Delray Beach is on the verge of becoming a premier destination for walkers and cyclists, thanks to a groundbreaking Bicycle Pedestrian Master Plan. After two years of meticulous planning and public consultation, the city's Planning and Zoning Board was presented with this ambitious plan on December 18.

Crafted by TYLin International, the plan is a product of extensive technical analysis and community input. Vikas Jain, representing the engineering firm, emphasized the plan’s focus on creating a safe, convenient, and connected network for pedestrians and bicyclists of all ages and abilities.

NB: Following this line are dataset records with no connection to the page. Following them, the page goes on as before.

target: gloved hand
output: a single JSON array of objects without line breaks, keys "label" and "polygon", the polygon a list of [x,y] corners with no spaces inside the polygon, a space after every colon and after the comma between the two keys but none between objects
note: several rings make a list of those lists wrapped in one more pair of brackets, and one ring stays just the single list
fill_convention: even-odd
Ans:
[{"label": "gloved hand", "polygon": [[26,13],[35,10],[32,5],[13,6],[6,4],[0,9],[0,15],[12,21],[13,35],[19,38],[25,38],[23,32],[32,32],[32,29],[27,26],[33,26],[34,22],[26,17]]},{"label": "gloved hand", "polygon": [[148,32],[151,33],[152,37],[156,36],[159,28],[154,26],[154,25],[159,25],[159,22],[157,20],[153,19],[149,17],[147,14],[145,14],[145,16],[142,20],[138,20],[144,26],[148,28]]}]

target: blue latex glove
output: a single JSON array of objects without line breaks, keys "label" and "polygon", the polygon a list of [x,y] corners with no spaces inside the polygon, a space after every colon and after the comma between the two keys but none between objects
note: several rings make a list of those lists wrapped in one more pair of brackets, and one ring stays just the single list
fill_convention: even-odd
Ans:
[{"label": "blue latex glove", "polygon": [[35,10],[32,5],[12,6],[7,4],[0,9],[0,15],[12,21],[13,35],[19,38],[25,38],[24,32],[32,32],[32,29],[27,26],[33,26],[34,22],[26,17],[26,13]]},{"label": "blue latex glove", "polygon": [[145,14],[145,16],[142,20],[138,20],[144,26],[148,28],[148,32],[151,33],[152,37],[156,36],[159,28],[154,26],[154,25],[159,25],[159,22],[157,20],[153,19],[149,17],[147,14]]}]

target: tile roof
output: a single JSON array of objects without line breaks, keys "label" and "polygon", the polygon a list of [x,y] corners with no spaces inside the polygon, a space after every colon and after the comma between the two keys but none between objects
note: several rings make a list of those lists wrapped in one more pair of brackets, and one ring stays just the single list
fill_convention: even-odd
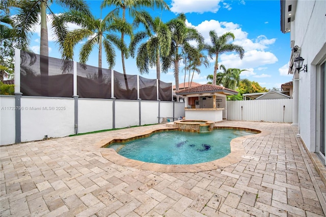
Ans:
[{"label": "tile roof", "polygon": [[[197,87],[201,85],[200,84],[196,83],[196,82],[191,82],[192,88],[193,87]],[[185,86],[186,89],[189,87],[189,82],[186,82],[185,83],[181,83],[179,84],[179,89],[183,89]],[[175,90],[175,85],[173,86],[173,90]]]},{"label": "tile roof", "polygon": [[15,84],[15,80],[4,80],[2,82],[5,85],[14,85]]},{"label": "tile roof", "polygon": [[190,88],[187,88],[184,90],[176,91],[177,95],[187,95],[195,93],[224,93],[228,95],[237,94],[238,92],[224,87],[219,86],[218,85],[202,85],[197,87],[193,87]]}]

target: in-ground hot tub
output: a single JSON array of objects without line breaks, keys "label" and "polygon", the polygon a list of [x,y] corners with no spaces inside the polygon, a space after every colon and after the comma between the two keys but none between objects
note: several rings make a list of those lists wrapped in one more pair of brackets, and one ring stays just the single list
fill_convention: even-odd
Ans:
[{"label": "in-ground hot tub", "polygon": [[180,120],[175,121],[178,128],[188,132],[210,132],[214,127],[213,121],[199,120]]}]

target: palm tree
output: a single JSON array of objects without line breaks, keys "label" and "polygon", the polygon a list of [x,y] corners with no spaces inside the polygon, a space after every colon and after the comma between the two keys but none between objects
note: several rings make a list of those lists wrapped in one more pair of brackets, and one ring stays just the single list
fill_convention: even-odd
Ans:
[{"label": "palm tree", "polygon": [[234,40],[234,35],[229,32],[218,36],[214,30],[209,31],[209,37],[212,45],[206,44],[205,48],[208,51],[208,55],[212,59],[212,56],[215,57],[214,65],[214,74],[213,75],[213,84],[216,84],[216,72],[219,68],[219,55],[226,52],[237,52],[240,59],[242,60],[244,53],[244,50],[240,45],[232,43],[228,43],[230,39]]},{"label": "palm tree", "polygon": [[[150,67],[156,68],[156,78],[160,79],[160,57],[169,55],[171,48],[171,33],[168,26],[159,17],[153,19],[150,16],[147,19],[148,24],[151,32],[142,31],[132,38],[129,50],[131,56],[134,57],[136,45],[141,40],[149,38],[139,47],[137,50],[136,63],[141,74],[148,74]],[[136,19],[136,22],[140,22]],[[167,71],[164,71],[166,73]]]},{"label": "palm tree", "polygon": [[[172,33],[171,49],[169,56],[163,58],[162,68],[165,69],[173,65],[176,91],[179,90],[179,62],[181,59],[179,53],[179,48],[191,46],[189,42],[194,40],[200,46],[204,41],[204,38],[198,31],[186,25],[185,20],[184,14],[180,14],[167,23]],[[178,99],[179,96],[177,95],[177,100]]]},{"label": "palm tree", "polygon": [[195,71],[196,71],[197,72],[198,74],[200,73],[200,69],[198,67],[201,66],[202,65],[204,65],[206,68],[207,68],[209,66],[209,61],[207,59],[207,57],[201,52],[201,50],[199,49],[197,49],[196,50],[198,51],[198,53],[196,56],[196,59],[193,60],[193,62],[189,66],[190,69],[193,70],[193,75],[192,76],[192,80],[190,82],[190,86],[189,87],[192,87]]},{"label": "palm tree", "polygon": [[87,40],[82,46],[79,53],[79,62],[86,64],[89,55],[95,45],[98,45],[98,77],[102,75],[102,50],[104,47],[108,68],[112,68],[115,64],[115,51],[113,45],[122,50],[127,49],[126,44],[121,44],[119,37],[112,34],[123,28],[128,35],[132,33],[132,27],[120,18],[107,20],[98,19],[93,15],[76,11],[71,11],[63,14],[60,18],[66,22],[79,25],[77,29],[67,33],[62,44],[63,55],[66,59],[72,60],[73,48],[79,42]]},{"label": "palm tree", "polygon": [[[216,74],[216,84],[221,85],[223,87],[232,90],[235,90],[239,86],[240,84],[240,74],[246,69],[240,69],[236,68],[226,69],[225,66],[221,65],[220,66],[220,69],[223,69],[223,72],[219,72]],[[213,75],[207,76],[207,79],[213,80]]]},{"label": "palm tree", "polygon": [[[104,0],[102,3],[101,7],[102,8],[108,6],[114,6],[115,9],[110,12],[106,17],[118,17],[120,15],[120,11],[122,11],[122,20],[126,22],[126,11],[129,11],[129,15],[130,17],[134,19],[137,18],[141,20],[141,22],[145,25],[145,28],[147,31],[149,31],[148,25],[146,24],[147,20],[146,13],[140,9],[142,7],[148,7],[151,9],[157,8],[161,10],[170,10],[169,6],[163,0]],[[121,30],[121,43],[124,44],[124,34],[125,32],[124,30]],[[123,74],[126,77],[126,69],[124,63],[124,58],[128,58],[129,52],[128,50],[120,50],[121,51],[121,60],[122,61],[122,69]],[[127,87],[128,89],[128,87]]]}]

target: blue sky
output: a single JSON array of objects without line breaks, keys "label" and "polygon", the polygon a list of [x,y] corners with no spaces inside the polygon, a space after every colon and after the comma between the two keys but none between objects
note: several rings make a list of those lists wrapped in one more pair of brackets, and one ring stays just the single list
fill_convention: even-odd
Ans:
[{"label": "blue sky", "polygon": [[[153,17],[160,16],[164,22],[175,18],[179,13],[183,12],[187,17],[189,26],[196,28],[203,36],[205,41],[210,43],[208,33],[214,30],[221,35],[227,32],[232,32],[235,44],[243,47],[245,53],[242,60],[233,53],[220,55],[220,64],[228,68],[247,69],[242,72],[241,78],[248,78],[257,82],[267,89],[280,88],[282,84],[291,80],[291,76],[287,74],[288,62],[291,49],[290,35],[284,34],[280,30],[280,3],[279,1],[205,1],[205,0],[172,0],[166,1],[171,11],[147,10]],[[100,1],[88,1],[92,12],[100,17]],[[51,6],[55,13],[63,12],[63,9],[55,4]],[[106,14],[113,8],[104,9],[102,13]],[[73,29],[77,26],[69,25]],[[60,58],[58,46],[52,34],[50,24],[49,29],[49,56]],[[36,26],[33,35],[31,49],[39,53],[40,26]],[[75,61],[78,61],[79,48],[74,50]],[[123,73],[120,51],[117,51],[116,64],[114,69]],[[91,54],[88,65],[97,66],[98,51],[94,49]],[[105,60],[105,57],[103,57]],[[199,74],[195,74],[193,81],[200,84],[208,82],[206,77],[212,74],[214,59],[210,60],[209,67],[200,68]],[[184,65],[180,63],[179,83],[183,82]],[[107,68],[104,61],[102,67]],[[130,58],[126,60],[127,74],[139,74],[147,78],[156,78],[155,68],[150,70],[148,74],[141,74],[135,64],[135,60]],[[173,69],[167,74],[161,74],[161,80],[166,83],[175,83]],[[186,81],[188,79],[187,76]]]}]

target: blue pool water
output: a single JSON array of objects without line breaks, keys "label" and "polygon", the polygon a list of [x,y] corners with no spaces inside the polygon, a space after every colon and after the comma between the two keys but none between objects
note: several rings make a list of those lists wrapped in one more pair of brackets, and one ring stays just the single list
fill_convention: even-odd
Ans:
[{"label": "blue pool water", "polygon": [[214,129],[198,133],[172,130],[126,143],[113,143],[107,148],[130,159],[166,165],[208,162],[230,153],[230,142],[237,137],[254,134],[248,130]]}]

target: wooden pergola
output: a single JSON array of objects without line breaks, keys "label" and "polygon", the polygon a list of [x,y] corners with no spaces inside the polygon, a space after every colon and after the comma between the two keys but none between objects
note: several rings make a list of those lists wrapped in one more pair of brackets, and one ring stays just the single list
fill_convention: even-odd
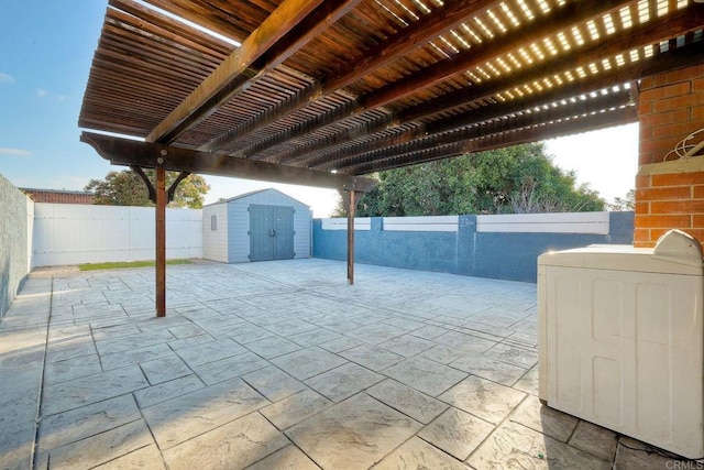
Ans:
[{"label": "wooden pergola", "polygon": [[352,282],[362,175],[636,122],[703,25],[692,0],[110,0],[79,125],[141,140],[81,140],[157,170],[157,315],[166,170],[340,189]]}]

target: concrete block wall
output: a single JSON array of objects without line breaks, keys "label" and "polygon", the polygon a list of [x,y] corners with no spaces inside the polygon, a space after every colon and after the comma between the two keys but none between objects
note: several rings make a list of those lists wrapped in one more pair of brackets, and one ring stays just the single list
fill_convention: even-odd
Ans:
[{"label": "concrete block wall", "polygon": [[34,203],[0,175],[0,320],[31,270]]},{"label": "concrete block wall", "polygon": [[[704,128],[704,65],[644,78],[638,119],[635,245],[653,247],[670,229],[704,242],[704,157],[678,160],[671,153],[681,140]],[[702,139],[704,132],[689,143]]]},{"label": "concrete block wall", "polygon": [[[453,231],[428,230],[425,225],[419,225],[417,230],[396,231],[386,230],[383,218],[373,217],[369,229],[355,230],[355,261],[536,282],[537,259],[546,251],[593,243],[632,243],[634,212],[609,212],[606,216],[606,230],[590,233],[483,231],[481,228],[477,230],[477,216],[459,216]],[[328,220],[314,220],[314,258],[346,259],[346,230],[341,228],[341,223],[334,228]]]}]

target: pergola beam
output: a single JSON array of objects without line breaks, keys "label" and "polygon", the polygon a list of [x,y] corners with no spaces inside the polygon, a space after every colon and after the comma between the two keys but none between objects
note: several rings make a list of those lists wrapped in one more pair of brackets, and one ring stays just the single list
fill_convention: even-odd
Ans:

Currently, Delray Beach boasts a 16.4-mile bicycle network, not including the 10 miles of shared-use paths in construction or planning stages. The proposed master plan aims to expand this network to an impressive 52.5 miles, marking a 199% increase in the existing and programmed network for cyclists.



Key features of the plan include the addition of 4 miles of separated bike lanes, 16.1 miles of buffered bike lanes, 12.1 miles of bike lanes, and 8.8 miles of shared-use paths. Enhancements like permeable pavement and decorative lighting in alleys are also part of the proposal.

The city’s current pedestrian infrastructure includes 59.8 miles of sidewalks. The new plan proposes an expansion of 18.9 miles and additional enhancements like buffers, totaling 7.2 miles. This includes 6.6 miles of one-sided sidewalk, 5.8 miles on both sides, and 8.2 miles of shared-use paths.

The financial scope of the project is substantial, with bicycle improvements estimated at around $103 million and sidewalk enhancements at about $15.5 million, based on the Florida Department of Transportation’s cost-per-mile model.

Funding sources under consideration include federal grants like the Department of Transportation’s Safe Streets and Roads for All program, Florida’s Safe Routes to School program, and local initiatives like the Transportation Alternatives Program and State Road Modification Program.

The plan not only aims to boost Delray Beach’s economic development and livability but also emphasizes collaboration with various agencies, interest groups, and residents. Jain highlighted the importance of a collaborative process, considering the improvements span across city, county, and state roadways.

Public involvement has been integral from the outset, with focus group meetings, a project website, and an online survey garnering about 200 location-specific responses since spring 2022. The plan also incorporates enhancements like art and mural walks, historical bike tours, enhanced safety lighting, bicycle parking, and comprehensive wayfinding and signage.